The car is also fitted with unique parallel opening doors built under license by its developer, British coachbuilder James Young, Ltd. A double-bar, pivoting swing hinge is used, allowing the fifty-two-inch wide doors to swing out and back over the rear fenders – always parallel to the car’s sides.
The door windows are also unusual in that they work on a double retractable system. Upon rolling down the window, the rear or larger part retracts first, allowing the wind wing section either to return into the body of the door or be left upright in operable position.”
The car is recorded by Saoutchik historian Peter Larsen as having been originally sold to a Maurice Reb who was stationed in Algeria with the French Army. However, the CO of the French Army in Algeria, requisitioned the Graham. Reb put up a fuss and was subsequently conscripted to the General’s chauffeur until the end of 1939!
Late in 1940, Reb returned with the car to Algiers and around this time, it was converted to run on coal gas due to severe wartime fuel supply restrictions. Reb sold the Graham to the Army in late 1942, who then put a military vehicle gas engine in the car. It remained there for two more years; during this time, it was photographed in the town of Touggourt, where it remained in service as a staff car.

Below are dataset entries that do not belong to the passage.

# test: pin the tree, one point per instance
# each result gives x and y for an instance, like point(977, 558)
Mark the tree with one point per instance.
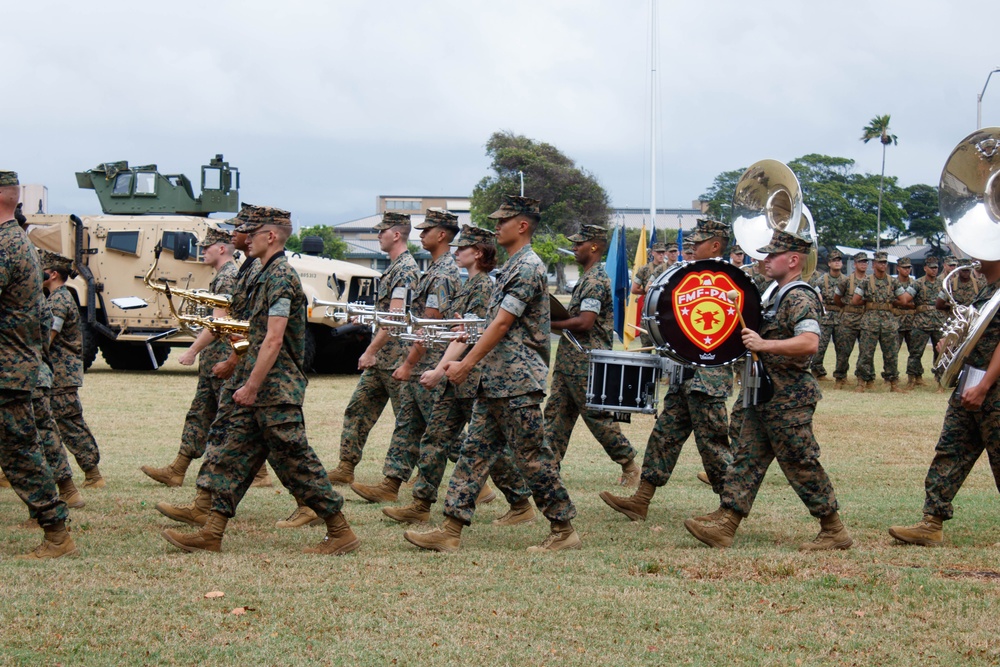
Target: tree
point(570, 196)
point(334, 247)
point(878, 128)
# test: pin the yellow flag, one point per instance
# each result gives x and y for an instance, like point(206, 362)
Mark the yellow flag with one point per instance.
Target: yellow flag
point(633, 311)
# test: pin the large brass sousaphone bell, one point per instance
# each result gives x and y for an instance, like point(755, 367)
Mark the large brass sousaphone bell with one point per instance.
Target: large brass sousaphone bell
point(768, 197)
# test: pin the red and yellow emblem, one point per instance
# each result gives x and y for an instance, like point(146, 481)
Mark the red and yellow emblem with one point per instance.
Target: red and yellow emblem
point(703, 310)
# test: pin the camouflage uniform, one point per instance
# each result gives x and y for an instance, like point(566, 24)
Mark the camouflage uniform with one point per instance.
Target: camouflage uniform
point(376, 386)
point(435, 289)
point(454, 410)
point(205, 404)
point(21, 456)
point(848, 331)
point(507, 408)
point(273, 428)
point(67, 368)
point(782, 427)
point(927, 323)
point(879, 327)
point(827, 286)
point(966, 433)
point(568, 397)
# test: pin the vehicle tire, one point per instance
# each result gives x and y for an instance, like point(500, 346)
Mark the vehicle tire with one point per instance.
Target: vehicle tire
point(132, 356)
point(89, 351)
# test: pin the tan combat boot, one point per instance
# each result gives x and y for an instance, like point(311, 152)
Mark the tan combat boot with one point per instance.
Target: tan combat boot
point(195, 514)
point(69, 494)
point(339, 539)
point(419, 511)
point(172, 475)
point(927, 532)
point(386, 491)
point(57, 543)
point(447, 538)
point(92, 479)
point(634, 506)
point(486, 495)
point(717, 532)
point(519, 512)
point(562, 537)
point(630, 475)
point(209, 538)
point(302, 516)
point(262, 478)
point(832, 535)
point(342, 474)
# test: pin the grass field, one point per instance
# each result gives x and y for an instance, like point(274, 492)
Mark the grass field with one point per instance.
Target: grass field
point(636, 594)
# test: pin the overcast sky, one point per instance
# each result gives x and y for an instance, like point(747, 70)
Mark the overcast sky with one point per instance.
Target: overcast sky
point(325, 105)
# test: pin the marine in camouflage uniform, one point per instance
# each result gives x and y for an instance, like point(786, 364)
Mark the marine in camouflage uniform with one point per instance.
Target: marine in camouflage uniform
point(647, 274)
point(879, 326)
point(21, 456)
point(849, 328)
point(971, 425)
point(512, 387)
point(781, 428)
point(927, 320)
point(828, 284)
point(376, 387)
point(568, 396)
point(697, 404)
point(67, 369)
point(267, 421)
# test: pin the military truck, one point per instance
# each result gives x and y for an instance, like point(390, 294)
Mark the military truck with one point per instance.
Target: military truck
point(144, 208)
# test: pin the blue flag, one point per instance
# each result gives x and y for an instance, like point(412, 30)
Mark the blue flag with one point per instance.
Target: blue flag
point(617, 268)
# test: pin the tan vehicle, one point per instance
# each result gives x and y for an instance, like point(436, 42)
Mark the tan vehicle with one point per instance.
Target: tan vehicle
point(114, 251)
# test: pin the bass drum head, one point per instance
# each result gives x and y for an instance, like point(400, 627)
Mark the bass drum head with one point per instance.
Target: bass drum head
point(691, 318)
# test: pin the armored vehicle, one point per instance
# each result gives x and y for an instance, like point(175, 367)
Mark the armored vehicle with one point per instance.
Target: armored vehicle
point(144, 208)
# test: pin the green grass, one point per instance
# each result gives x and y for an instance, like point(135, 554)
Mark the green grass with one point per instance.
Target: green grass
point(637, 593)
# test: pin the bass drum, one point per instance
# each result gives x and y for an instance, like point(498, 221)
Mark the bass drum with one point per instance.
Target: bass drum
point(690, 317)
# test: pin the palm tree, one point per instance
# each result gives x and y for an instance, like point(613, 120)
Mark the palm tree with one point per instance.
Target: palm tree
point(878, 128)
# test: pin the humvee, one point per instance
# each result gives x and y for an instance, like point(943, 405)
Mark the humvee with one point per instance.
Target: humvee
point(144, 208)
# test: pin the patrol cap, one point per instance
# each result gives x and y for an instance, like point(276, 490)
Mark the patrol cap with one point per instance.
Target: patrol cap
point(708, 229)
point(53, 260)
point(438, 217)
point(258, 216)
point(471, 235)
point(390, 220)
point(512, 205)
point(782, 241)
point(215, 235)
point(590, 233)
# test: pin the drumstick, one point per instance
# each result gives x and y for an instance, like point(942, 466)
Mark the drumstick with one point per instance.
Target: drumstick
point(734, 296)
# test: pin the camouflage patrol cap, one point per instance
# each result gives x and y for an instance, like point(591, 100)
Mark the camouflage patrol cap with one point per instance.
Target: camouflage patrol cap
point(438, 217)
point(390, 220)
point(53, 260)
point(782, 241)
point(708, 229)
point(513, 205)
point(590, 233)
point(215, 235)
point(472, 235)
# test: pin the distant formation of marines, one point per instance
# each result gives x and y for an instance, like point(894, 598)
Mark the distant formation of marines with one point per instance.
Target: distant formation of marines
point(247, 410)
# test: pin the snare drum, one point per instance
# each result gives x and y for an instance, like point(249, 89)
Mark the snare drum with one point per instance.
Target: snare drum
point(623, 381)
point(690, 317)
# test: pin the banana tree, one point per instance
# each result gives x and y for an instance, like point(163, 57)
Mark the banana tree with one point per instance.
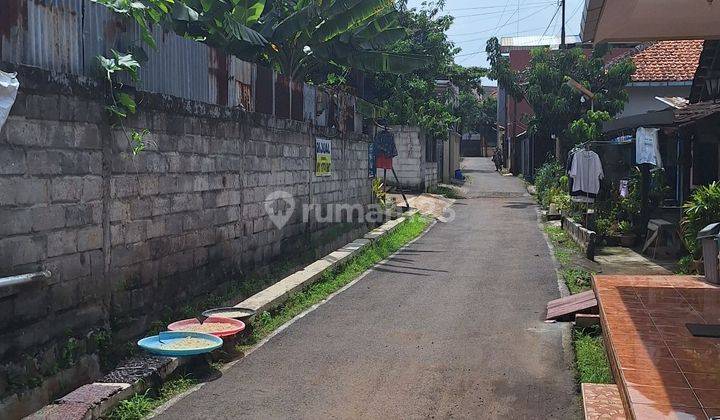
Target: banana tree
point(306, 33)
point(226, 24)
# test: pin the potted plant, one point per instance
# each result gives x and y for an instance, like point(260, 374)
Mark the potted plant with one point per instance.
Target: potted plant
point(627, 237)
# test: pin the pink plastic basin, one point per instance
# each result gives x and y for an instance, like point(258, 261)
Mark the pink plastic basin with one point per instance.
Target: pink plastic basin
point(237, 325)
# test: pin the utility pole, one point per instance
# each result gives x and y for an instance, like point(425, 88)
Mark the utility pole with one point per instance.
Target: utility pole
point(562, 31)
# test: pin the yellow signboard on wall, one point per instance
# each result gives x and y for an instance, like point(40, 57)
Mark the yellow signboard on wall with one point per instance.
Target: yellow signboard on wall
point(323, 157)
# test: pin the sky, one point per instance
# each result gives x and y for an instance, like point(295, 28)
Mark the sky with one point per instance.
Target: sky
point(478, 20)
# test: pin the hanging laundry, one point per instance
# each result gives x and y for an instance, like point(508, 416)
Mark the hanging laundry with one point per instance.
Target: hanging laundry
point(647, 148)
point(586, 172)
point(385, 149)
point(624, 188)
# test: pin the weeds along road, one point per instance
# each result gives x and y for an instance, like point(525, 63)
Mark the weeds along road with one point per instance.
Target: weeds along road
point(452, 326)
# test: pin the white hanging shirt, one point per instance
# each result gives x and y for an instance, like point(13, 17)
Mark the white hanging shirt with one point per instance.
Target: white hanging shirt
point(586, 172)
point(647, 148)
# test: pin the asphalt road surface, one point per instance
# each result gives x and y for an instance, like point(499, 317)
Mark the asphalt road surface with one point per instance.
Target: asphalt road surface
point(451, 327)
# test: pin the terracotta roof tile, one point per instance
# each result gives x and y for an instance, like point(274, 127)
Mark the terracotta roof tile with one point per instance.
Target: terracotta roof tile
point(667, 61)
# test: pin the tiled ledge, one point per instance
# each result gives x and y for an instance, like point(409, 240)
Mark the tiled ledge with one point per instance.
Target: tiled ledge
point(602, 402)
point(661, 369)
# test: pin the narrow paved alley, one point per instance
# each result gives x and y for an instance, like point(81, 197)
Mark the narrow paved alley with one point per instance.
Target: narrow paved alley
point(452, 326)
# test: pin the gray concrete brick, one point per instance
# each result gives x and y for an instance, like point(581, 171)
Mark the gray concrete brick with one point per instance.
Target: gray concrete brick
point(12, 161)
point(66, 189)
point(20, 250)
point(79, 214)
point(61, 242)
point(15, 221)
point(123, 186)
point(31, 190)
point(46, 218)
point(92, 188)
point(89, 238)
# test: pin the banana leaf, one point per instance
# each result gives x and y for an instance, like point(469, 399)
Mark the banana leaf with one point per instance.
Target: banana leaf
point(337, 7)
point(242, 32)
point(351, 19)
point(297, 22)
point(379, 24)
point(384, 62)
point(381, 39)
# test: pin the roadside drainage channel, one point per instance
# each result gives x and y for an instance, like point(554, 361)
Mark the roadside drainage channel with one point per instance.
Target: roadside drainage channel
point(135, 375)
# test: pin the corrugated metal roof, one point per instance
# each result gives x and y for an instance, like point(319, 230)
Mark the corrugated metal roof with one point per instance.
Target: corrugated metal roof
point(66, 36)
point(521, 42)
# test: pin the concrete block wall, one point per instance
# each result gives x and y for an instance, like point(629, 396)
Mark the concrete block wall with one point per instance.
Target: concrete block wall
point(129, 237)
point(409, 164)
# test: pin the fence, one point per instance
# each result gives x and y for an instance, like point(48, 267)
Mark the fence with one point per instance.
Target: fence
point(66, 36)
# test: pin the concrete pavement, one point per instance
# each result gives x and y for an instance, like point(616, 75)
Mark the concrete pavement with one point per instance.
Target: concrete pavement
point(452, 326)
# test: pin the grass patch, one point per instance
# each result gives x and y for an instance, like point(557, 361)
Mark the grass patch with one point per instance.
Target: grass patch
point(577, 279)
point(566, 250)
point(140, 406)
point(333, 280)
point(591, 360)
point(447, 192)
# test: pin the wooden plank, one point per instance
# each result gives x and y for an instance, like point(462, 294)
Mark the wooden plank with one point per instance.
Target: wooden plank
point(564, 309)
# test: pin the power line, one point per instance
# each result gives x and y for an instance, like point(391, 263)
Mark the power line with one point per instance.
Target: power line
point(468, 55)
point(495, 7)
point(577, 9)
point(482, 38)
point(551, 21)
point(495, 13)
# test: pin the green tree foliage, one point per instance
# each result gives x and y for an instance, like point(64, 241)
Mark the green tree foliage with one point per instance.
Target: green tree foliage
point(700, 210)
point(588, 127)
point(476, 114)
point(411, 98)
point(305, 34)
point(555, 104)
point(294, 36)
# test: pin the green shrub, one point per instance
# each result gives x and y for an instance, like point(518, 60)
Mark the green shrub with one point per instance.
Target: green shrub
point(550, 179)
point(603, 226)
point(700, 210)
point(685, 265)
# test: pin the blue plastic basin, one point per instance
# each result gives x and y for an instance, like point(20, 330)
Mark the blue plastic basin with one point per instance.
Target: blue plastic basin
point(153, 345)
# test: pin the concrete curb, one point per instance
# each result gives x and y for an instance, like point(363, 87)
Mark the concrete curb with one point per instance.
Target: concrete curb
point(93, 400)
point(283, 327)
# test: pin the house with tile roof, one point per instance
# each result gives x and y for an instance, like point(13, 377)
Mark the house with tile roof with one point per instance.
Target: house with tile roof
point(664, 69)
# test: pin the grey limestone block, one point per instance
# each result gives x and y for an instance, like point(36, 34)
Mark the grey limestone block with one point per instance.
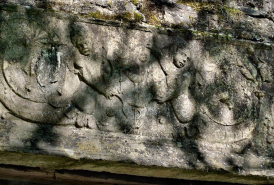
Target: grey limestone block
point(83, 88)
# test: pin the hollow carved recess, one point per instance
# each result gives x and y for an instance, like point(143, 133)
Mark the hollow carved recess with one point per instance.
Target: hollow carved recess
point(134, 82)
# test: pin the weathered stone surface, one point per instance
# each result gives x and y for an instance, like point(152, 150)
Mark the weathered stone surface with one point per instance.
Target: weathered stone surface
point(197, 96)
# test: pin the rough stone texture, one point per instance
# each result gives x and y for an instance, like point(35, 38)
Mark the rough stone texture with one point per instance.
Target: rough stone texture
point(192, 92)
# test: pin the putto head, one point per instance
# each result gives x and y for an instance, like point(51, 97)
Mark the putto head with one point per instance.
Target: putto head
point(80, 38)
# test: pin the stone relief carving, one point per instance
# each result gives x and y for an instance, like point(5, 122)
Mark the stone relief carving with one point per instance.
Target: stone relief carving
point(121, 83)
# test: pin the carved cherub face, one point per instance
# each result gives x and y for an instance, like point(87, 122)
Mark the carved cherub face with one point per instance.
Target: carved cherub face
point(180, 59)
point(80, 39)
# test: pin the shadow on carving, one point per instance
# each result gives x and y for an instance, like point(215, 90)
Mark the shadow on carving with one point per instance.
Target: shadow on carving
point(160, 86)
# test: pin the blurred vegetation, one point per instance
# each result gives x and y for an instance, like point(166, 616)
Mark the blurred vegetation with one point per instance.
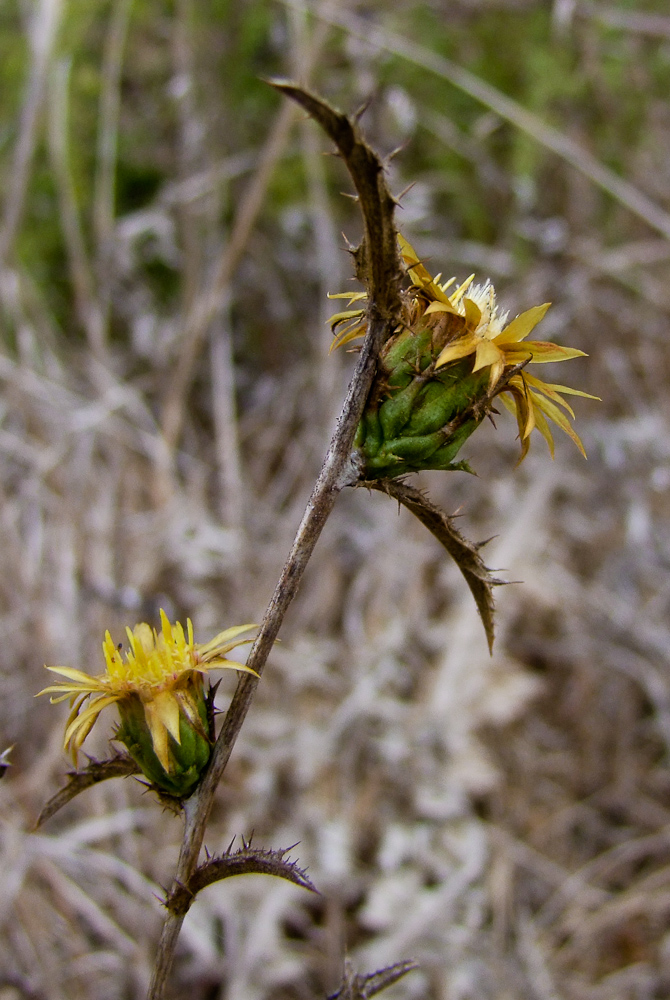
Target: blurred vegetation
point(529, 862)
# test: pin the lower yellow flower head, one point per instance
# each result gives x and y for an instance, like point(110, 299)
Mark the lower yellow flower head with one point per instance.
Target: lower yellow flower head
point(157, 685)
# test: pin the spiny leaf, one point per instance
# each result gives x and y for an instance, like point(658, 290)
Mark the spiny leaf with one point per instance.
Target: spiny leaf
point(118, 766)
point(361, 987)
point(246, 861)
point(464, 553)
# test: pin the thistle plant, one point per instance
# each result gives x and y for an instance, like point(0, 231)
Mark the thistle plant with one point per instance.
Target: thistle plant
point(449, 357)
point(431, 365)
point(167, 719)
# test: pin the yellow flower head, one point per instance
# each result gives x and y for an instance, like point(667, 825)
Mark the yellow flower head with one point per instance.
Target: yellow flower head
point(162, 671)
point(467, 323)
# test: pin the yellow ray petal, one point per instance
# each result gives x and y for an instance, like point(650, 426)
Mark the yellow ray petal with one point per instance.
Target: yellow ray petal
point(232, 665)
point(520, 327)
point(223, 642)
point(163, 710)
point(541, 352)
point(486, 354)
point(460, 291)
point(441, 307)
point(77, 675)
point(544, 429)
point(459, 348)
point(553, 412)
point(568, 390)
point(473, 313)
point(81, 726)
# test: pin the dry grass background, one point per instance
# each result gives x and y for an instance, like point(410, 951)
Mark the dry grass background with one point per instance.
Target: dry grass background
point(504, 821)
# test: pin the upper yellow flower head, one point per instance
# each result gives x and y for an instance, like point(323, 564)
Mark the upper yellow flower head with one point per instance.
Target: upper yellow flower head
point(467, 322)
point(161, 673)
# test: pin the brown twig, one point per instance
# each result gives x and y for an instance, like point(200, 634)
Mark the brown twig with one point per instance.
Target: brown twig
point(378, 266)
point(464, 553)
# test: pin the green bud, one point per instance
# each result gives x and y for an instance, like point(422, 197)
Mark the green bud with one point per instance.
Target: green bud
point(418, 417)
point(187, 758)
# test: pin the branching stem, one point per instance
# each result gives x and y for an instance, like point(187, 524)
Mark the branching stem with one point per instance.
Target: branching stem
point(378, 267)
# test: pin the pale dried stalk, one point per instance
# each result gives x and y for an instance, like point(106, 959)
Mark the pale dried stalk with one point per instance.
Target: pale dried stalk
point(378, 265)
point(617, 187)
point(44, 27)
point(209, 302)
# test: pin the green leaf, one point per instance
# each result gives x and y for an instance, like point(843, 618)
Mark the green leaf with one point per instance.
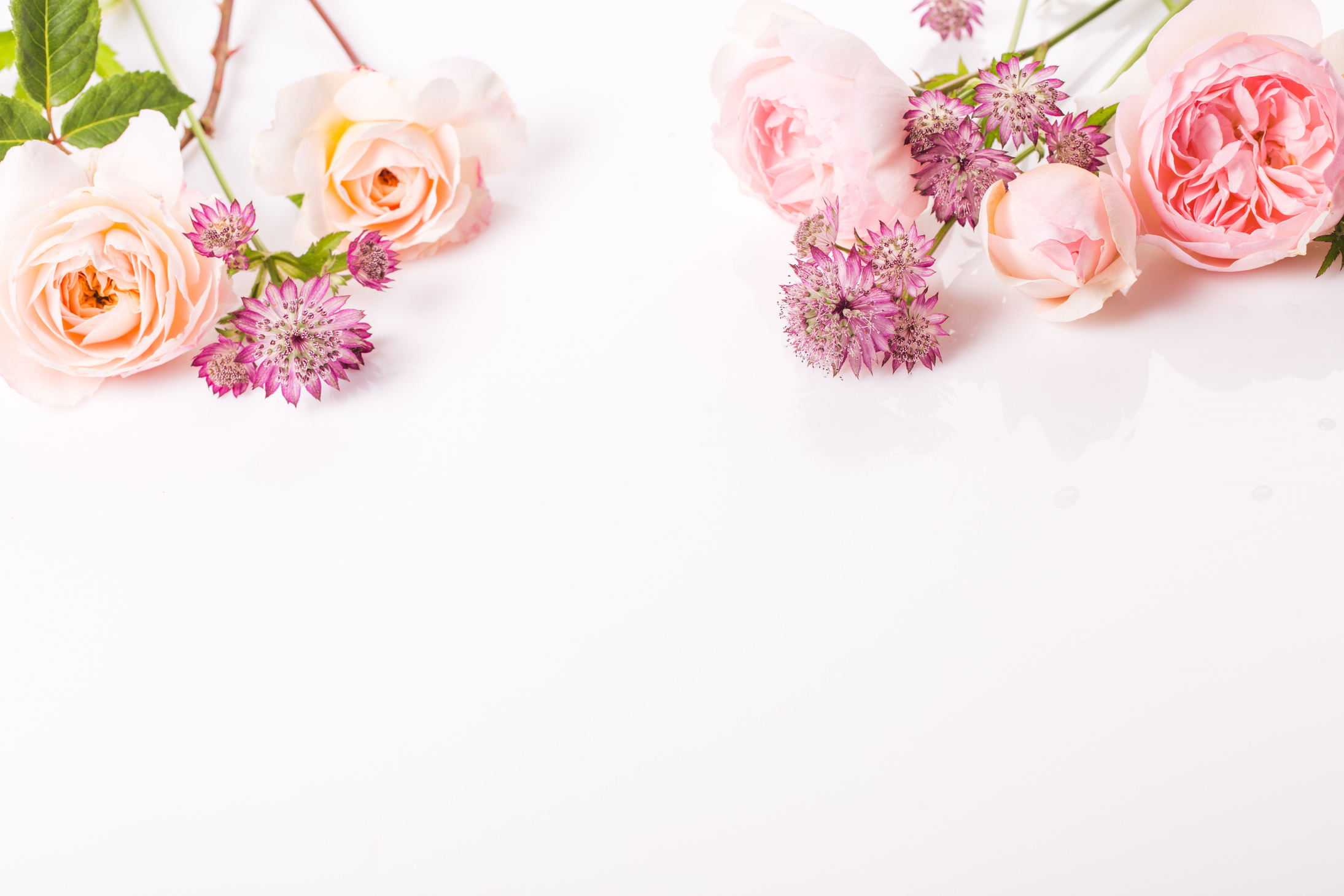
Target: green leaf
point(19, 123)
point(57, 47)
point(105, 63)
point(103, 113)
point(1103, 116)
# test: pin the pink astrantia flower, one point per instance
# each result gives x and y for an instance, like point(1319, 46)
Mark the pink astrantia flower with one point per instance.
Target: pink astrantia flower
point(221, 231)
point(901, 261)
point(221, 370)
point(1073, 141)
point(957, 171)
point(836, 315)
point(371, 260)
point(915, 338)
point(950, 18)
point(819, 230)
point(932, 113)
point(304, 336)
point(1018, 98)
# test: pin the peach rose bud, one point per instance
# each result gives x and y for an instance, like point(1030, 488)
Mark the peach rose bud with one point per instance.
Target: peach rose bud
point(1063, 237)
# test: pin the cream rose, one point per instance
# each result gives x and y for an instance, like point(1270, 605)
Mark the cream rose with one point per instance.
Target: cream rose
point(96, 276)
point(403, 158)
point(1063, 237)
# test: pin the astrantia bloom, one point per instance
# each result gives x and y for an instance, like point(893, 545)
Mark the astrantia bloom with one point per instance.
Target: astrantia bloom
point(304, 336)
point(915, 339)
point(836, 315)
point(950, 18)
point(1073, 141)
point(958, 169)
point(221, 231)
point(221, 370)
point(1018, 98)
point(371, 260)
point(932, 113)
point(899, 258)
point(820, 230)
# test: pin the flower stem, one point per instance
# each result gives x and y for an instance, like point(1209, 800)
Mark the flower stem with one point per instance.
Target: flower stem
point(1176, 6)
point(191, 117)
point(340, 38)
point(944, 231)
point(1071, 29)
point(1016, 27)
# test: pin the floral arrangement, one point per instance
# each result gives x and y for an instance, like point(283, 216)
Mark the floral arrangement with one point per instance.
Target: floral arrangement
point(1224, 148)
point(111, 266)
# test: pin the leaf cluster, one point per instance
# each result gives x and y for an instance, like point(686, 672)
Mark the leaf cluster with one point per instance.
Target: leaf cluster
point(55, 47)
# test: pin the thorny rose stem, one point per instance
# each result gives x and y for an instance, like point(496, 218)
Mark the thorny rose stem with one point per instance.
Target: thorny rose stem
point(340, 38)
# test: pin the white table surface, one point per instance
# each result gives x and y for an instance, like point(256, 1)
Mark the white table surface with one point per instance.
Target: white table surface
point(588, 587)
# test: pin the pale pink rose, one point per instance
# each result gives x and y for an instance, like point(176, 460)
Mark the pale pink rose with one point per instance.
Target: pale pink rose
point(1234, 155)
point(97, 277)
point(1062, 236)
point(403, 158)
point(809, 113)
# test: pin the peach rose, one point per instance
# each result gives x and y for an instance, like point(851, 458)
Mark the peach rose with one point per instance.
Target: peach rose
point(96, 276)
point(1234, 156)
point(1063, 237)
point(403, 158)
point(809, 113)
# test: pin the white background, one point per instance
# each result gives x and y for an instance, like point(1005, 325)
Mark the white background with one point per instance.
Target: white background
point(588, 587)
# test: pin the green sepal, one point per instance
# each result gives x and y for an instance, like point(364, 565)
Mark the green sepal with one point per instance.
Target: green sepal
point(57, 47)
point(1103, 116)
point(103, 113)
point(19, 123)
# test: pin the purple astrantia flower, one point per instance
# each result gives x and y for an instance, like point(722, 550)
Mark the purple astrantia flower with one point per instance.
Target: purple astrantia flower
point(1073, 141)
point(820, 230)
point(371, 260)
point(221, 231)
point(901, 261)
point(304, 336)
point(836, 315)
point(957, 172)
point(1018, 98)
point(222, 370)
point(919, 330)
point(932, 113)
point(950, 18)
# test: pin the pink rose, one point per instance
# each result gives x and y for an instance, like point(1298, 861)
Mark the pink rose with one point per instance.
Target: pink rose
point(1063, 237)
point(1234, 156)
point(403, 158)
point(811, 113)
point(97, 277)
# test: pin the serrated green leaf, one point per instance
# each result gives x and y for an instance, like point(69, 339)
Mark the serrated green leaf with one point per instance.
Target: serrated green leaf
point(105, 63)
point(19, 123)
point(1103, 116)
point(57, 47)
point(103, 113)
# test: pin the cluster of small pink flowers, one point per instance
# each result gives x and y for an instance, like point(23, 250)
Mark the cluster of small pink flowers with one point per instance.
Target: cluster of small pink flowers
point(950, 18)
point(857, 308)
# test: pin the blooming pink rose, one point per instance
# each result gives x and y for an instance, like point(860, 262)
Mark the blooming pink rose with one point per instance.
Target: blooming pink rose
point(1063, 237)
point(403, 158)
point(97, 277)
point(811, 113)
point(1234, 156)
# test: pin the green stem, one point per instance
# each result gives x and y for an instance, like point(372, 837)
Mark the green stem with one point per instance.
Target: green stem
point(1139, 53)
point(191, 117)
point(1071, 29)
point(944, 231)
point(1016, 26)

The Graham was eventually acquired in 1944 by an American Chrysler employee, Thomas Demetry, from the French Army Service of Supply, and was exported from the Algerian port city of Oran to the United States for $175.
The car was then traded among enthusiasts in Michigan until 1966, when its final Great Lakes State owner, Morley Murphy, sold it to legendary collector William Harrah.
The car was sold at one of the Harrah’s Automobile Collection dispersal auctions in 1981 to Edmund Kowalski of California, who exhaustively documented its restoration over a 30-year period of research on two continents.